By David K. Shipler
If
America has a state religion, the historian Robert Kelley used to say, it is
constitutional democracy. Among all the rancorous arguments across the American
spectrum, no compelling bid to abandon the Constitution can be heard. No
rhetorical attack on democracy is made. No threat to the nation, no fear of
insecurity provokes such apostasy.
Even those who would undermine the
Constitution, including the Capitol rioters, have acted in its name. Thus did
Donald Trump’s appeals to “stop the steal” of the election intone the mantra of
democracy, not the authoritarian rule he was attempting to install. Democracy
was hailed by rioters who believed that they were fighting to defend it even as
their insurrection moved to take it down.
That profound hypocrisy becomes
less puzzling when Constitutional democracy is seen as religious. For religion can
be perverted. It can be rationalized into destruction, as a world full of
religious violence has witnessed. A creed can be selectively interpreted, twisted
to fit parochial interests, and ignited as a call to arms. A religion’s righteous
purity can be contaminated with hatred, which is then fueled by religion’s
righteous certainty. No secular reasoning can rebut the divine inspiration, the
holy cause. If it is for good, then that is good. But it is not always so.
American democracy is often elevated
with religious language: “sacred,” “desecrate,” “temple.” Both sides in the
Capitol invasion of January 6 used the terms. The lone police officer who tried
to coax rioters out of the Senate chamber said
gently, “Just want to let you guys know, this is the sacredest place.”

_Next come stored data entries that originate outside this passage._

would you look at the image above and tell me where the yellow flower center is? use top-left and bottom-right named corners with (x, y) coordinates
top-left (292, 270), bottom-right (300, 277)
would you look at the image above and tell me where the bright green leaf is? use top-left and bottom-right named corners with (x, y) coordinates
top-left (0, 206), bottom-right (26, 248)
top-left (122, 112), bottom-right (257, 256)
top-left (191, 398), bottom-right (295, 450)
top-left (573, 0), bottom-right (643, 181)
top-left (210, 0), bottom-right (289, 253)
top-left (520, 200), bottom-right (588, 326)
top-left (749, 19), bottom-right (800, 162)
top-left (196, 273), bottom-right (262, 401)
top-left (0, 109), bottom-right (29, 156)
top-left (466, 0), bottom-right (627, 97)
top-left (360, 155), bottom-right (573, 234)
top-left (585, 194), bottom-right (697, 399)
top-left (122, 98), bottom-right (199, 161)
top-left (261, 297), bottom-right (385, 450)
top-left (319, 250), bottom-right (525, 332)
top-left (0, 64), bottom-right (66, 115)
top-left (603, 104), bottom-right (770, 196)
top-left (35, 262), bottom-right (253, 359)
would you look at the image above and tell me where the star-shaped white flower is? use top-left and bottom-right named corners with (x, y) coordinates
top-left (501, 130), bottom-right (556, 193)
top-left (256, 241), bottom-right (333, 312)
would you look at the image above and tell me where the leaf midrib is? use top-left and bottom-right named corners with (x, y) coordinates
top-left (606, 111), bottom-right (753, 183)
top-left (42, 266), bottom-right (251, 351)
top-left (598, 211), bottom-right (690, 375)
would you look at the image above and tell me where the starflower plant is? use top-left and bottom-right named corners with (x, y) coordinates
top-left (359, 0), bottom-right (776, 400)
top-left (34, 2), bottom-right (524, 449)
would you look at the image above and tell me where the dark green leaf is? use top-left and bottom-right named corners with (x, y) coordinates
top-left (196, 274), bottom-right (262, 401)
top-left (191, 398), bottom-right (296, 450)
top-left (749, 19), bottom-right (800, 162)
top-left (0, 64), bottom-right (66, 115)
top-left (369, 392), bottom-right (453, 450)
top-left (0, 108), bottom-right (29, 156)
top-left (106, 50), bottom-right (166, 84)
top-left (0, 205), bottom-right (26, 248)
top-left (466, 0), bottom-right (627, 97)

As the mobs roamed the halls
searching for legislators to kidnap or kill, Trump tweeted,
“These are the things and events that happen when a sacred landslide election
victory is so unceremoniously & viciously stripped away from great
patriots. . . . Remember this day forever!”
Once the Senate was taken back, Senator Dick
Durbin declared on the floor: “This is a sacred place. But this sacred place
was desecrated by a mob today on our watch. This temple to democracy was
defiled by thugs, who roamed the halls — sat in that chair, Mr. Vice President
— one that you vacated at 2:15 this afternoon.”
President Biden, in his inaugural address, hailed the survival of democracy against those who sought “to drive us from this sacred ground.”